Parameter Default Description
ingestion.ignore-errors false Controls how the job handles parsing errors. If false (default), the job fails immediately on the first parsing error. If true, the job skips the error and continues processing.
ingestion.error-tolerance.max-count -1 (unlimited) The maximum number of dirty data records to tolerate. When ingestion.ignore-errors is true and the number of skipped records exceeds this value, a failover is triggered and the job stops.
Setting ingestion.ignore-errors to true without configuring ingestion.error-tolerance.max-count means the job tolerates an unlimited number of parsing errors. Set a threshold appropriate to your data quality requirements to avoid silent data loss at scale.

View dirty data logs

Dirty data is written to yaml-dirty-data.out on the Task Manager (TM) node where the error occurred. To access the file:

  1. Go to the Job O&M page and click the Job Log tab.

  2. Click Operational Log, go to the Running Task Managers sub-tab, and select the TM node for the operator.
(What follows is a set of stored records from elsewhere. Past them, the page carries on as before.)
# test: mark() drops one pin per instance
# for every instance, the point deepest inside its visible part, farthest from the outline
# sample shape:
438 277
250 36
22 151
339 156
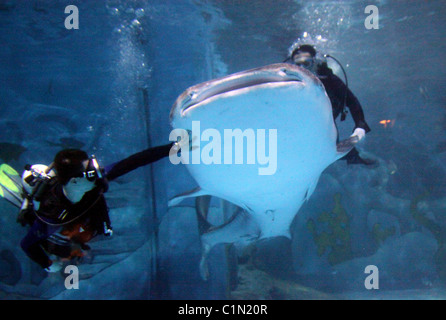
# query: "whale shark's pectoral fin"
343 147
189 194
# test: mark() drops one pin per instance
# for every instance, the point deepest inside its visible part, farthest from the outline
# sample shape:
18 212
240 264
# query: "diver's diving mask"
304 59
92 171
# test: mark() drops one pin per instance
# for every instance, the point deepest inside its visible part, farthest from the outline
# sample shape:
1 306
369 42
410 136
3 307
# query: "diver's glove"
108 232
359 132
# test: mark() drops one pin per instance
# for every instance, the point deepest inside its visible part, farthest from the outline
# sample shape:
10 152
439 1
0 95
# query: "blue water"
88 85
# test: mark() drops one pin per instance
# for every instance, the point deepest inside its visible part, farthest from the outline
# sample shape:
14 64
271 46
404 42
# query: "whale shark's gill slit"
194 97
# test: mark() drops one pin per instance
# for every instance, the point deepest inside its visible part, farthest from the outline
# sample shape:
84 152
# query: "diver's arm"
351 102
137 160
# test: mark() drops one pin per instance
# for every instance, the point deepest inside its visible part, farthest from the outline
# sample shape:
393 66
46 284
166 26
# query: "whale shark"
281 98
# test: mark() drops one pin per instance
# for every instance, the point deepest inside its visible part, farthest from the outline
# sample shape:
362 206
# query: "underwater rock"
382 226
403 262
335 239
273 256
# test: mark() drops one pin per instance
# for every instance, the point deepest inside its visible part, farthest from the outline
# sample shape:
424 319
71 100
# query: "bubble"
140 13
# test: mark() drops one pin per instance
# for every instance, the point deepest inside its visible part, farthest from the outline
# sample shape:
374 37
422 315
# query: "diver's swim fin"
11 185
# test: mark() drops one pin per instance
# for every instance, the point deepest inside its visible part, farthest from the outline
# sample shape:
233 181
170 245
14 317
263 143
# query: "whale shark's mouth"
243 80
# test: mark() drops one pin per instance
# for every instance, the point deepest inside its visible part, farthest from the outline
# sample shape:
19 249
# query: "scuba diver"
338 92
64 202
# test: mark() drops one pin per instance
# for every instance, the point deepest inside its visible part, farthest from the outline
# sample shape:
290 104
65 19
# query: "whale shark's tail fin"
10 185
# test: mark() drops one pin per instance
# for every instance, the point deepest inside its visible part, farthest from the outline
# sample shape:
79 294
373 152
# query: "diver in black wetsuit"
71 197
339 94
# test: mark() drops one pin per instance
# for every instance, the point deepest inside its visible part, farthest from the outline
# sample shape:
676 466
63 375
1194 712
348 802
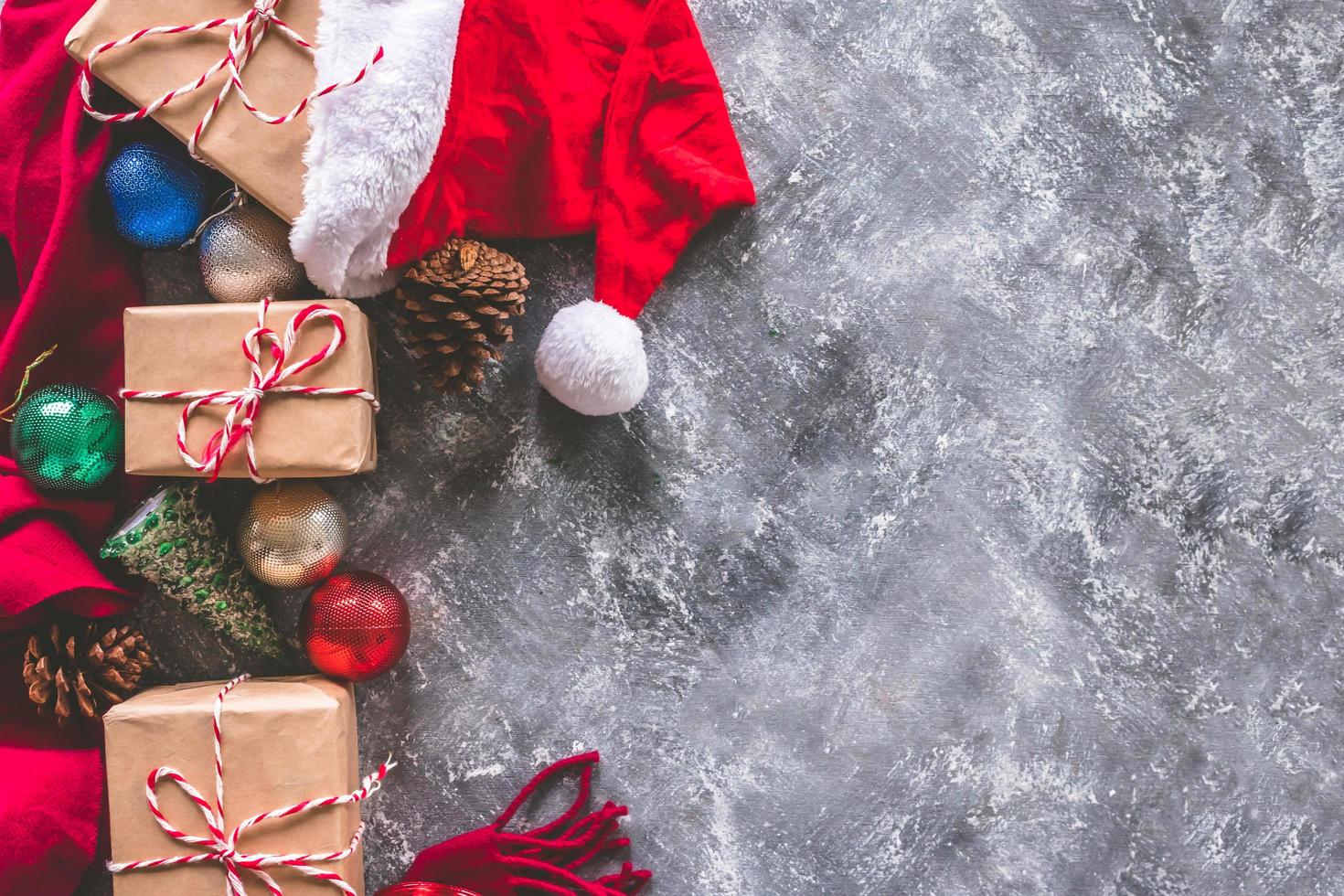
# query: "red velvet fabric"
495 861
59 283
574 117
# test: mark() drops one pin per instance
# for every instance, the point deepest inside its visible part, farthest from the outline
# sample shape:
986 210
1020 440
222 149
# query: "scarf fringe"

  3. Click Log List and select yaml-dirty-data.out to query and download the dirty data records.

Dirty data record format

Each record follows this format:

[2025-04-05 10:23:45] [Operator: SourceKafka -> Subtask: 2]
Raw Data: {"id": "abc", "ts": "invalid-timestamp"}
Exception: java.time.format.DateTimeParseException: Text 'invalid-timestamp' could not be parsed at index 0
---
Field Description
Timestamp The time when the dirty data was caught
Operator & Subtask The operator and parallel instance number where the error occurred
Raw Data The raw, unparsed message content (in Base64 or string format)
Exception The exception type and stack summary for the parsing failure

FAQ

Does dirty data affect checkpoints?

No. Dirty data is intercepted before the state is updated, so it does not affect checkpoint success.

What is the difference between dirty data collector and Flink SQL side output?

  • Dirty data collector: Handles data that fails deserialization or parsing — the connector cannot read the message at all.

  • Side output: Handles data that parses successfully but does not conform to business rules — the data is readable but logically invalid.